A 23-year-old student died after falling from the LRT-1 Fernando Poe Jr. Station platform. This occurred around 10:30 a.m. on February 11, 2026.
Early reports also pointed to the student being struck by a passing vehicle after the fall. This pulled an ordinary driver into the center of the investigation. Police placed the driver in custody while they determined the exact cause of death. They were assessing if he should be held responsible, even as key facts were still being verified.
Why the Driver Was Taken Into Custody
While the student’s demise was a tragedy, the arrest of the driver struck social media users. After the student fell onto the northbound lane of EDSA, a passing vehicle was involved. The police initially placed the driver under custody as they prepared documentation and considered inquest proceedings.
In Philippine practice, that often gets framed under reckless imprudence resulting in homicide (Article 365 of the Revised Penal Code). this is basically criminal negligence. The key point is that Article 365 is not supposed to work like strict liability. The question is always: was there an inexcusable lack of precaution, given the situation, time, and place?
This is where the public backlash makes sense. An inquest is meant for situations involving people arrested and detained without a warrant. it’s supposed to quickly determine if they should remain under custody and be charged.
When the driver’s only “fault” is being on the road when an unavoidable event happens, detaining them can feel like punishment before any real finding of negligence exists. That’s the legal and human problem in one sentence.
How the Driver Was Released
On February 12, the Quezon City Police District said it released the driver at 4:10 p.m. after the student’s father executed a notarized letter stating he was not pursuing a complaint. QCPD also said its initial investigation and CCTV review showed no apparent indication of negligence on the driver’s part.
This outcome is important, but it doesn’t erase the underlying policy question: why does the process still allow an automatic custody-first approach? There is early evidence that already points to no negligence. The system’s default posture can turn an innocent driver into a suspect in minutes, then tell them days later they’re free to go. Even when police say it’s “standard operating procedure,” it still carries real consequences: public suspicion, fear, missed work, legal costs, and long-term trauma.

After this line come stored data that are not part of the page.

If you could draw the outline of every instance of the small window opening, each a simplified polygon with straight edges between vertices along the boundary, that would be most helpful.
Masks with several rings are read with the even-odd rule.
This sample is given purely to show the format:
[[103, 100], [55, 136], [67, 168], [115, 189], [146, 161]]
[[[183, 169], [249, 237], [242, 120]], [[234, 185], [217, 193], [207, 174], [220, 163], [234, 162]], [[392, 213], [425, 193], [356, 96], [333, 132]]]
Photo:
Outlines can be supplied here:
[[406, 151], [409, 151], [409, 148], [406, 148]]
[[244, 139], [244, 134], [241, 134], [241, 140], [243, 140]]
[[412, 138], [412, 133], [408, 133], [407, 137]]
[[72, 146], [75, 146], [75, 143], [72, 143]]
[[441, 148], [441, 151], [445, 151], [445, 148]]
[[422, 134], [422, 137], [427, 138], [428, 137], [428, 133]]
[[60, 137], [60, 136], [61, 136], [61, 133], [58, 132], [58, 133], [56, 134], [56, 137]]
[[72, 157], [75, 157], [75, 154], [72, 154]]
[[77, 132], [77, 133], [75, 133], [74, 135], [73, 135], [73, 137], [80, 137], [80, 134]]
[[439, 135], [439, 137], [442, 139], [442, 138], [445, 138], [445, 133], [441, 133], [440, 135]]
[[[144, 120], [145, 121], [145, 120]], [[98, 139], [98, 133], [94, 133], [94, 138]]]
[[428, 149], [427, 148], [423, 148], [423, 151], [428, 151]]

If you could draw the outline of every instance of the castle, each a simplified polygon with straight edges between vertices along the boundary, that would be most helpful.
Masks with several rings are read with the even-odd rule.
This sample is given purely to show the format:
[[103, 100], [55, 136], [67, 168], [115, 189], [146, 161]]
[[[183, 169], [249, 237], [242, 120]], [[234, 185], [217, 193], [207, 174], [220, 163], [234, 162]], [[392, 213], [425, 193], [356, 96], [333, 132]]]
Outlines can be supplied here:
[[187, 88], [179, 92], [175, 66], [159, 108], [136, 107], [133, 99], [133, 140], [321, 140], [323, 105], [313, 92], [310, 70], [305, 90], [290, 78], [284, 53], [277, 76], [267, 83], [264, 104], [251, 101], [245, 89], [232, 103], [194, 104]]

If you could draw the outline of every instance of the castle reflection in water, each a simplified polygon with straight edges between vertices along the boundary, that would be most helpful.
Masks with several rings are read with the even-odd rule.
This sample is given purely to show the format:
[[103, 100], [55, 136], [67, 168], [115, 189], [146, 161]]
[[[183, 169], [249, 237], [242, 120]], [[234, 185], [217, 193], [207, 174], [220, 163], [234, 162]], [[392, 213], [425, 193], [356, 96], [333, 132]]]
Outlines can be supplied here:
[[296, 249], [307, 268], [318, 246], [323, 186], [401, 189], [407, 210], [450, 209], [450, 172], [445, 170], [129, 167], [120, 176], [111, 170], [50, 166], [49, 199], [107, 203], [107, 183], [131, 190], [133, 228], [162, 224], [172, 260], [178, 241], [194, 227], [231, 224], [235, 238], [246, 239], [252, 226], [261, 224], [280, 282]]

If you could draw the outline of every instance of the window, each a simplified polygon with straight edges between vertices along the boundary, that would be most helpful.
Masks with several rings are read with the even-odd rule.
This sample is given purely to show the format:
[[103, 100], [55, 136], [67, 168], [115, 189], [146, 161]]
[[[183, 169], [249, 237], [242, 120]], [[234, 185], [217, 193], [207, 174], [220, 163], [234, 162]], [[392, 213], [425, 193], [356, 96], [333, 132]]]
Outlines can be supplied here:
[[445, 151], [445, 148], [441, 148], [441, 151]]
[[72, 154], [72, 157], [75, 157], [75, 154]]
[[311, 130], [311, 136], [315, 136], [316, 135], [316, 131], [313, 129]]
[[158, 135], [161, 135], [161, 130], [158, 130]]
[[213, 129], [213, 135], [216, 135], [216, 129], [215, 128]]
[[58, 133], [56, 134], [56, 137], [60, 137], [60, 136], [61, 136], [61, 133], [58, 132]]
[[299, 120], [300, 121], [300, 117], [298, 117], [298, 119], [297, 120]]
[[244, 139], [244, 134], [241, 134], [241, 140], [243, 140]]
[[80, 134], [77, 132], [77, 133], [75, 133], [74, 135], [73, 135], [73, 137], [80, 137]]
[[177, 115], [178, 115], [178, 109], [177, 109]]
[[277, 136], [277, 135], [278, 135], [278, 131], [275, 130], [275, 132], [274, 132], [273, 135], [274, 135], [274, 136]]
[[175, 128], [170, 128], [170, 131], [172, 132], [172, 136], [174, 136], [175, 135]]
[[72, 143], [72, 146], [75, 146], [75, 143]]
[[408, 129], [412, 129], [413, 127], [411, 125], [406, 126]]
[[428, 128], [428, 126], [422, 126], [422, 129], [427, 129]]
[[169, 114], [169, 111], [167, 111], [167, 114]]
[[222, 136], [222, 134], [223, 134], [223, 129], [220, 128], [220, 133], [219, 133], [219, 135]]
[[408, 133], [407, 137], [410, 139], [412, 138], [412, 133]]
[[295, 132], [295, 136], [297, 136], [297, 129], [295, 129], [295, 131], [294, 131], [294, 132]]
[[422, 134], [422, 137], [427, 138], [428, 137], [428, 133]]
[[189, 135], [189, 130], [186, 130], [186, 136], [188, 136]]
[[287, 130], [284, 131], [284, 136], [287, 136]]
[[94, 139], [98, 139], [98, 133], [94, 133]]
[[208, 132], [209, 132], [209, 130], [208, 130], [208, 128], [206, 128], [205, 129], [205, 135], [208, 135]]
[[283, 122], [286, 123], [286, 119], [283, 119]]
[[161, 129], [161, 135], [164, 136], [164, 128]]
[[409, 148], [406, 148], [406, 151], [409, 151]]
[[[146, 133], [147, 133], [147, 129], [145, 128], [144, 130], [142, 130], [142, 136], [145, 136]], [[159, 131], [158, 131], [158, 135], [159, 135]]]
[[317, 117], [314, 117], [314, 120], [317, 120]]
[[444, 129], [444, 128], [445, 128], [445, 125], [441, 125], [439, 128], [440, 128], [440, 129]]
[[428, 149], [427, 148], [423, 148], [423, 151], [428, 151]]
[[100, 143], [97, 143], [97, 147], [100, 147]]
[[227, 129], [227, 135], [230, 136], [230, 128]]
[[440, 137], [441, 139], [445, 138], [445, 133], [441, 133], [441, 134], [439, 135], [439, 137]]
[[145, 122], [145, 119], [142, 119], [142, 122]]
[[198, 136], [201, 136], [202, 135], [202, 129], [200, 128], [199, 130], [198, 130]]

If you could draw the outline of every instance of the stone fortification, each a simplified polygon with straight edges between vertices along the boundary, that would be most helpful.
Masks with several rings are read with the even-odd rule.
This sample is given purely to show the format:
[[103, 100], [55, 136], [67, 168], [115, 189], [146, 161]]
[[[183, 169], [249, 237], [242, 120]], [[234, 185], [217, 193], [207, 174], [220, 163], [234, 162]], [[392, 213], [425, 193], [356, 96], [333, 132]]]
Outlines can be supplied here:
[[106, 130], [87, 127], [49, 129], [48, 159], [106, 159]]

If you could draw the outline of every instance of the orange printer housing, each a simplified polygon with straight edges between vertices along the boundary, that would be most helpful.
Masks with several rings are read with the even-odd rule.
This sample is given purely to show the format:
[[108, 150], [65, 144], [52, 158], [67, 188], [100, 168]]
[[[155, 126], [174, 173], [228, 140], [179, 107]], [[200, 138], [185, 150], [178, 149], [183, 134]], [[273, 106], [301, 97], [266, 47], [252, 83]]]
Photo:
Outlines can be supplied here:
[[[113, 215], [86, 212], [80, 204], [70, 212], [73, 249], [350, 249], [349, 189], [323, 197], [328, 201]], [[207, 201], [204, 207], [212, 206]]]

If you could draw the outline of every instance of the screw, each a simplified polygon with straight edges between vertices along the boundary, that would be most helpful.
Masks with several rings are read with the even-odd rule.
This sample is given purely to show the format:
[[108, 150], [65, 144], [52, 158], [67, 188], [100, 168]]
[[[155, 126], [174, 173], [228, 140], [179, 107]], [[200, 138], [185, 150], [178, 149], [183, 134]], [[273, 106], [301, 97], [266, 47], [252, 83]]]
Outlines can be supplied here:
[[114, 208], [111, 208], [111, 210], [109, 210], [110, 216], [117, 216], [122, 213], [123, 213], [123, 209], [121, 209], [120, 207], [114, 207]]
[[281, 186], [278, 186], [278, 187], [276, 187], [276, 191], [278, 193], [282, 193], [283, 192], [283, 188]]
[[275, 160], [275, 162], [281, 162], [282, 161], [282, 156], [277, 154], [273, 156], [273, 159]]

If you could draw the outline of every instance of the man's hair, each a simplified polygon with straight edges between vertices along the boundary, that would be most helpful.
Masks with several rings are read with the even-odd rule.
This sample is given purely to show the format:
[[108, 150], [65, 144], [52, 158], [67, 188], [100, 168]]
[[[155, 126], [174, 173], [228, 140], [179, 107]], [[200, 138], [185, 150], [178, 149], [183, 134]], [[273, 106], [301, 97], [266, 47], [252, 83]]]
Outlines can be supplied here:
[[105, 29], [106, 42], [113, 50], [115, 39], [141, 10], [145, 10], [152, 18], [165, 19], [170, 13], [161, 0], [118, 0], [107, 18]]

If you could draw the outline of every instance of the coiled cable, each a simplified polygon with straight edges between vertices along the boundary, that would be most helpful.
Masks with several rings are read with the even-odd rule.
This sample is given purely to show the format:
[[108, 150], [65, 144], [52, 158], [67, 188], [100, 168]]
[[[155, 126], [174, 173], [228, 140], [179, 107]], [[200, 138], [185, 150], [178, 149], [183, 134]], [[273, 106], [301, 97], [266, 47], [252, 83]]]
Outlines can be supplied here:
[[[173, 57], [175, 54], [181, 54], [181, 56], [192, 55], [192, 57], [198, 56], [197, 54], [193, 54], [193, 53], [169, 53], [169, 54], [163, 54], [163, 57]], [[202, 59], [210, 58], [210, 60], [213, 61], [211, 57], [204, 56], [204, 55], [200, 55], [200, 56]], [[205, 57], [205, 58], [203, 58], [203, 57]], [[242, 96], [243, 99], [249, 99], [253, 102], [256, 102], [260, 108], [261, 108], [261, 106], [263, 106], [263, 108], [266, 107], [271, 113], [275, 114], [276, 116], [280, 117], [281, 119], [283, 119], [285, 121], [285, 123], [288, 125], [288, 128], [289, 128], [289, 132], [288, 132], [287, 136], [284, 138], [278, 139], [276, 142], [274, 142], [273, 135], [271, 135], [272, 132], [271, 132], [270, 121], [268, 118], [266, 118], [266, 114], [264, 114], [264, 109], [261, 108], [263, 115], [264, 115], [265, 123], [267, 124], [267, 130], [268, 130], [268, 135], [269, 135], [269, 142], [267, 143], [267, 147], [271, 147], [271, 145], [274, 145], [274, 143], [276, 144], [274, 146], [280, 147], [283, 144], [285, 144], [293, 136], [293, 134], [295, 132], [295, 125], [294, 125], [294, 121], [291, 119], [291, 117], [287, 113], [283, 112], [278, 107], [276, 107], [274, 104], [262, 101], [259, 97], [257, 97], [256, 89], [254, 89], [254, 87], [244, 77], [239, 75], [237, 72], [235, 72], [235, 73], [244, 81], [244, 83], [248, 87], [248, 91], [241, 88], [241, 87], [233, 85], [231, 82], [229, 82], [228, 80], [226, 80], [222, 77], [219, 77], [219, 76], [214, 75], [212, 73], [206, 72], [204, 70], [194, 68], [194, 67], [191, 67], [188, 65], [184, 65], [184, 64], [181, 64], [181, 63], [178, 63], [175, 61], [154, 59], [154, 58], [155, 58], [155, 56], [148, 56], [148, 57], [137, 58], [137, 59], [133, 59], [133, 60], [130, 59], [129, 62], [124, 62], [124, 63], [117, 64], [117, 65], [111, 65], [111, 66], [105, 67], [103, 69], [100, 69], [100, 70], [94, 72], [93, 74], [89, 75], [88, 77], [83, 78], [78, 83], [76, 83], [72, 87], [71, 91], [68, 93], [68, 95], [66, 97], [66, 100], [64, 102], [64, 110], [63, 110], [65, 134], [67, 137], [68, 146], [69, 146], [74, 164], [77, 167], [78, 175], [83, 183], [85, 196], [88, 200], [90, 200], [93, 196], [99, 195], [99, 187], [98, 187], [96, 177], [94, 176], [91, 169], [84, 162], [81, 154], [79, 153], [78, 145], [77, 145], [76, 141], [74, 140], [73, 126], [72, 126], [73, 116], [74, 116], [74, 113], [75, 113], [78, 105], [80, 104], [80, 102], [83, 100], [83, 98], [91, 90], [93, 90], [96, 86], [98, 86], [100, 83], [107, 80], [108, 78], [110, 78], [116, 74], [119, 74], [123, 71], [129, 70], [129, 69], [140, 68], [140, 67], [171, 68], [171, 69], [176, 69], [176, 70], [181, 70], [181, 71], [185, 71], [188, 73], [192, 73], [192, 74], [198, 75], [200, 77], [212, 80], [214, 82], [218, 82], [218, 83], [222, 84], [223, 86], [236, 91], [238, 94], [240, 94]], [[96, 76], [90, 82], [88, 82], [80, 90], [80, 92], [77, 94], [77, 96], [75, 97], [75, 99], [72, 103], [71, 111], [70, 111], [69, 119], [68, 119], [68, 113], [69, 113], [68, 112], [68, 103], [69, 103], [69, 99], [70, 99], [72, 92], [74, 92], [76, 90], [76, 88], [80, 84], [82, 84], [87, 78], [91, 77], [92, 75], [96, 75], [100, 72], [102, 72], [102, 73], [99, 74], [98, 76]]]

If the goal is fairness and public safety, a cleaner approach would separate fact-finding from punitive restraint. Investigators can secure CCTV, take statements, require alcohol/drug testing where appropriate, and preserve evidence without treating the driver like a criminal when the event appears unavoidable. In a case like this, the difference between “held for documentation” and “detained as a suspect” is not just wording. It’s liberty, dignity, and due process in practice
When a Public Tragedy Points to a Mental Health Gap
Even without speculating about a person’s private reasons, incidents like this sit in a painful overlap of public safety and mental health. The Philippines’ Mental Health Act (RA 11036) is explicit about the direction the country is supposed to take: mental health is a basic right, services should be timely and accessible, and people should be protected from stigma and discrimination.
That matters because rail stations, overpasses, and other high-traffic public places can become “last-mile” locations for people in crisis. This tend to occur when support feels far away, too expensive, or too shameful to ask for. The bigger issue isn’t just what happened on one morning. It’s the reality that prevention usually depends on earlier access to care, a family or school that can respond fast, and a system that treats mental health as routine health, not a side issue.
If you or someone you know is struggling, help is available. The NCMH Crisis Hotline (1553) is a 24/7 support line. The government has promoted crisis helplines as part of suicide prevention efforts.